È stato Silvio Berlusconi, quindi, a vincere. Ha vinto perché ha riunito attorno a sé, una volta di più e mai come in passato, una robusta fetta di Paese, silenziosa e massiccia, che presumibilmente mai e poi mai voterà a sinistra, e che della sinistra light in salsa veltroniana ha preferito non fidarsi. Ha vinto perché ha incarnato non una certa idea dell’Italia, ma l’Italia stessa e le sue pulsioni maggioritarie. Un Paese che si mostra propenso – sia detto senza alcuna polemica o spirito partigiano – ad una sorta di «dittatura dolce», nelle forme di delega in bianco ed atto di fede nei confronti di un leader carismatico in grado di risolvere i mille problemi che la affliggono. Un’Italia poco procedurale, poco “formale”, sottilmente angosciata, in ansia per il proprio futuro ed in cerca di risposte chiare. Che anela l’uomo buono, il magnanimo Salomone – magari con l’incedere serioso e vagamente infiacchito del settantenne Silvio – in grado di riunirla a coorte.

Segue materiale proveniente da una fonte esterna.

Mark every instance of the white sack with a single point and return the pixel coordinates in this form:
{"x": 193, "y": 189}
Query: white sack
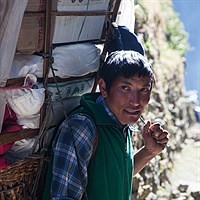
{"x": 69, "y": 60}
{"x": 26, "y": 103}
{"x": 11, "y": 14}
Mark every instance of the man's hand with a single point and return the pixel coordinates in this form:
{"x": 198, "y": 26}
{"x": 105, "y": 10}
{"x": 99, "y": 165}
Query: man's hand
{"x": 155, "y": 138}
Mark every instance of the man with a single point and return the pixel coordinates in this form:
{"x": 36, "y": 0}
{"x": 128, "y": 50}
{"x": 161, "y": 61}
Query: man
{"x": 93, "y": 154}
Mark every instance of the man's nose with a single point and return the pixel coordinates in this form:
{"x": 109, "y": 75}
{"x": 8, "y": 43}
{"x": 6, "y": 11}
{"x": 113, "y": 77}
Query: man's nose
{"x": 134, "y": 98}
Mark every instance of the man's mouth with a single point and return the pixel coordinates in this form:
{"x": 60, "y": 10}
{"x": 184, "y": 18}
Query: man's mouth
{"x": 132, "y": 112}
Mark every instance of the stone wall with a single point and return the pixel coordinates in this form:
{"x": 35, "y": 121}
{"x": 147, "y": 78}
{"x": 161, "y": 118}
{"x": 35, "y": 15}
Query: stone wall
{"x": 154, "y": 21}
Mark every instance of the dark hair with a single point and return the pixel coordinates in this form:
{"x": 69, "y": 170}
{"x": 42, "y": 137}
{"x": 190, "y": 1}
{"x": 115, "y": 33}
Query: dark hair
{"x": 124, "y": 64}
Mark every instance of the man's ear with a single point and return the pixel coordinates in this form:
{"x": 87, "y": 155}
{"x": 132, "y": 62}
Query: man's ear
{"x": 102, "y": 88}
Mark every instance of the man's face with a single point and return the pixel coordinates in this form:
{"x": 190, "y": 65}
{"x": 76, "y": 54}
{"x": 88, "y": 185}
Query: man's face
{"x": 127, "y": 97}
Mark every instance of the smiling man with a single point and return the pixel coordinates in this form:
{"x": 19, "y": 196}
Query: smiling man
{"x": 93, "y": 154}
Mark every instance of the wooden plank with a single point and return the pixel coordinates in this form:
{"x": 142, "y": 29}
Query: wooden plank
{"x": 16, "y": 136}
{"x": 72, "y": 13}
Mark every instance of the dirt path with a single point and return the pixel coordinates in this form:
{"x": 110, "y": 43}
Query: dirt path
{"x": 185, "y": 175}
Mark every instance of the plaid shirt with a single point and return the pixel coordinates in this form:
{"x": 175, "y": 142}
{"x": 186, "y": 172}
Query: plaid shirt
{"x": 73, "y": 148}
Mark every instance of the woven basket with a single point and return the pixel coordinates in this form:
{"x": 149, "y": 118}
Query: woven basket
{"x": 17, "y": 180}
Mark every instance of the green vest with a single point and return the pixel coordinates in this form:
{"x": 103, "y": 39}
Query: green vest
{"x": 110, "y": 170}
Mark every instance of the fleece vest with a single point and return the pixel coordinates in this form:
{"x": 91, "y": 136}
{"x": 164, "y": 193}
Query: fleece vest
{"x": 110, "y": 169}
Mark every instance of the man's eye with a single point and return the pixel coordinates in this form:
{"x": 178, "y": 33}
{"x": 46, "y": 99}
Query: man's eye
{"x": 125, "y": 87}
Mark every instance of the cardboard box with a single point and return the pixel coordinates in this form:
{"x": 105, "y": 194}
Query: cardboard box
{"x": 64, "y": 29}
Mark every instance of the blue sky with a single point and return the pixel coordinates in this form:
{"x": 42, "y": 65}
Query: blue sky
{"x": 189, "y": 14}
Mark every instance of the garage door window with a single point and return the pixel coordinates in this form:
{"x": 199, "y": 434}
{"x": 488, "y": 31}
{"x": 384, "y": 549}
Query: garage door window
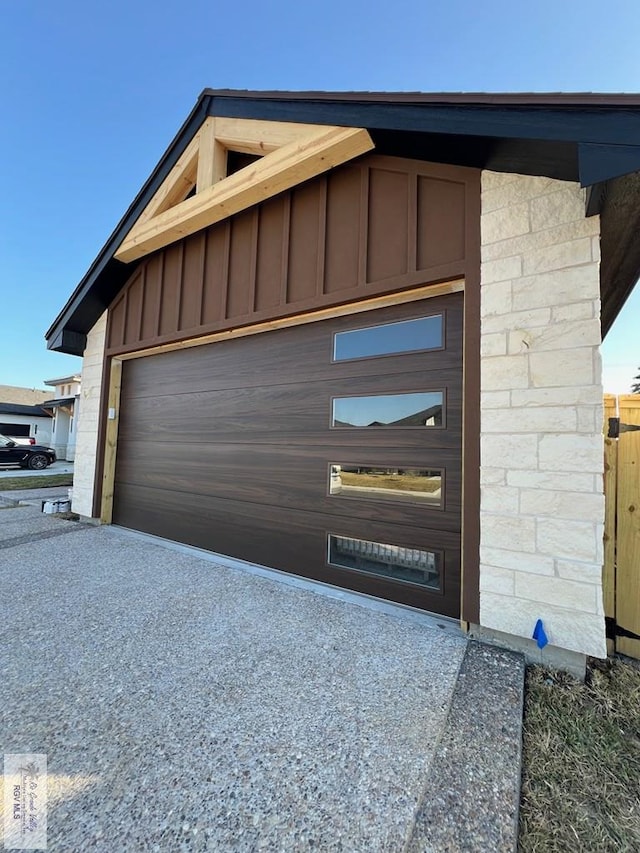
{"x": 402, "y": 485}
{"x": 424, "y": 409}
{"x": 423, "y": 333}
{"x": 408, "y": 565}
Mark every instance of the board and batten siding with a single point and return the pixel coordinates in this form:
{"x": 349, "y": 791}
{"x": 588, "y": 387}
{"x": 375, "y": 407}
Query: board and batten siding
{"x": 542, "y": 503}
{"x": 86, "y": 454}
{"x": 372, "y": 227}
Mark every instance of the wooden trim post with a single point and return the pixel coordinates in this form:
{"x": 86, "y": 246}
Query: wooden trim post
{"x": 111, "y": 440}
{"x": 610, "y": 491}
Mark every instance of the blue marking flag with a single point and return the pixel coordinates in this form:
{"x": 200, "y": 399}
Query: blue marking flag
{"x": 539, "y": 635}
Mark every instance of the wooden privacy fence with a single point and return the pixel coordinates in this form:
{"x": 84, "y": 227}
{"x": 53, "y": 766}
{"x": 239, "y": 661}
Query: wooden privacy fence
{"x": 621, "y": 579}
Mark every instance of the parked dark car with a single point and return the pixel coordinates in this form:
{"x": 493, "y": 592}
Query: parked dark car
{"x": 32, "y": 456}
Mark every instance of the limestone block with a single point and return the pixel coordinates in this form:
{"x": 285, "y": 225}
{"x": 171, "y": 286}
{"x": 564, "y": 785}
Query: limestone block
{"x": 565, "y": 627}
{"x": 492, "y": 476}
{"x": 556, "y": 208}
{"x": 562, "y": 368}
{"x": 499, "y": 498}
{"x": 561, "y": 481}
{"x": 558, "y": 591}
{"x": 526, "y": 243}
{"x": 577, "y": 506}
{"x": 495, "y": 579}
{"x": 493, "y": 344}
{"x": 516, "y": 319}
{"x": 557, "y": 256}
{"x": 502, "y": 269}
{"x": 571, "y": 540}
{"x": 494, "y": 400}
{"x": 509, "y": 451}
{"x": 531, "y": 419}
{"x": 510, "y": 194}
{"x": 579, "y": 453}
{"x": 495, "y": 299}
{"x": 491, "y": 180}
{"x": 556, "y": 336}
{"x": 583, "y": 396}
{"x": 590, "y": 418}
{"x": 557, "y": 287}
{"x": 504, "y": 223}
{"x": 579, "y": 571}
{"x": 504, "y": 373}
{"x": 584, "y": 310}
{"x": 513, "y": 533}
{"x": 535, "y": 564}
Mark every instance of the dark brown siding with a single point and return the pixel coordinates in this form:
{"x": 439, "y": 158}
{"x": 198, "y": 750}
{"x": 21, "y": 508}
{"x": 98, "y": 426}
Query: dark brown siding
{"x": 227, "y": 447}
{"x": 378, "y": 225}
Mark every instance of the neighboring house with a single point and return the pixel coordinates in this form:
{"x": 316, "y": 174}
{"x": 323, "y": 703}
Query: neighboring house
{"x": 65, "y": 408}
{"x": 391, "y": 253}
{"x": 20, "y": 420}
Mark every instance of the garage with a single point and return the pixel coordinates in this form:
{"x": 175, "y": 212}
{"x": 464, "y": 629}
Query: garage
{"x": 329, "y": 449}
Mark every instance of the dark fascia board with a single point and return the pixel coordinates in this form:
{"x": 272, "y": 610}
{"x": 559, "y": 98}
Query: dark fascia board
{"x": 579, "y": 99}
{"x": 530, "y": 132}
{"x": 598, "y": 119}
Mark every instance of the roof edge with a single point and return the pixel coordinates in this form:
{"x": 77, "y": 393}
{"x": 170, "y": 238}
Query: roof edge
{"x": 578, "y": 99}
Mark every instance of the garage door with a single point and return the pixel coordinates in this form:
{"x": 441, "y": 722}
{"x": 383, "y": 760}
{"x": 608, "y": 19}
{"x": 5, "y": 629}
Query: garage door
{"x": 331, "y": 450}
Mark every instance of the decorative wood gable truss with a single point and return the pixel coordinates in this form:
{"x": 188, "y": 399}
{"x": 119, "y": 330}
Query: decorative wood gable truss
{"x": 289, "y": 154}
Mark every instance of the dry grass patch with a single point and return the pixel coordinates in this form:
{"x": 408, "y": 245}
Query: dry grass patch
{"x": 581, "y": 760}
{"x": 398, "y": 482}
{"x": 38, "y": 481}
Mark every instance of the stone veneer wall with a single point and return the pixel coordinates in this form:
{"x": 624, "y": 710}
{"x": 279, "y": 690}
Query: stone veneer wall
{"x": 87, "y": 426}
{"x": 542, "y": 506}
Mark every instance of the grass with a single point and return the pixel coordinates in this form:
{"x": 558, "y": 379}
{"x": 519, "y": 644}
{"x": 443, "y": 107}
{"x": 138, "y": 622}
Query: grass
{"x": 403, "y": 483}
{"x": 581, "y": 760}
{"x": 38, "y": 481}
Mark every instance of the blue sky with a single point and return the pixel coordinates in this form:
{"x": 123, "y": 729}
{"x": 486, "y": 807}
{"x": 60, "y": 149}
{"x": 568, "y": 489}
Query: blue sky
{"x": 91, "y": 94}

Sia chiaro: leader carismatico non significa duce, né berlusconismo significa fascismo. Chi lo pensa è un idiota. Populismo, bonapartismo, autoritarismo sono, del resto, etichette insufficienti a gettare luce sulla complessa matassa di ragioni per le quali un miliardario in età di pensione è chiamato a guidare una potenza industriale mondiale per la terza volta. In Italia, senza dubbio, si preferisce affidarsi agli uomini più che alle istituzioni. C’è chi pensa, e chi scrive è fra costoro, che ciò non sia sintomo di buona salute per la nostra liberaldemocrazia. Ma il fenomeno Berlusconi, oramai, non è davvero più circoscrivibile a patologia o a parentesi. Il radar di Arcore è ancora l’unico in grado di captare malesseri e bisogni profondi di una parte della Penisola. E a sapersene servire per vincere. Novus ab integro nascitur ordo.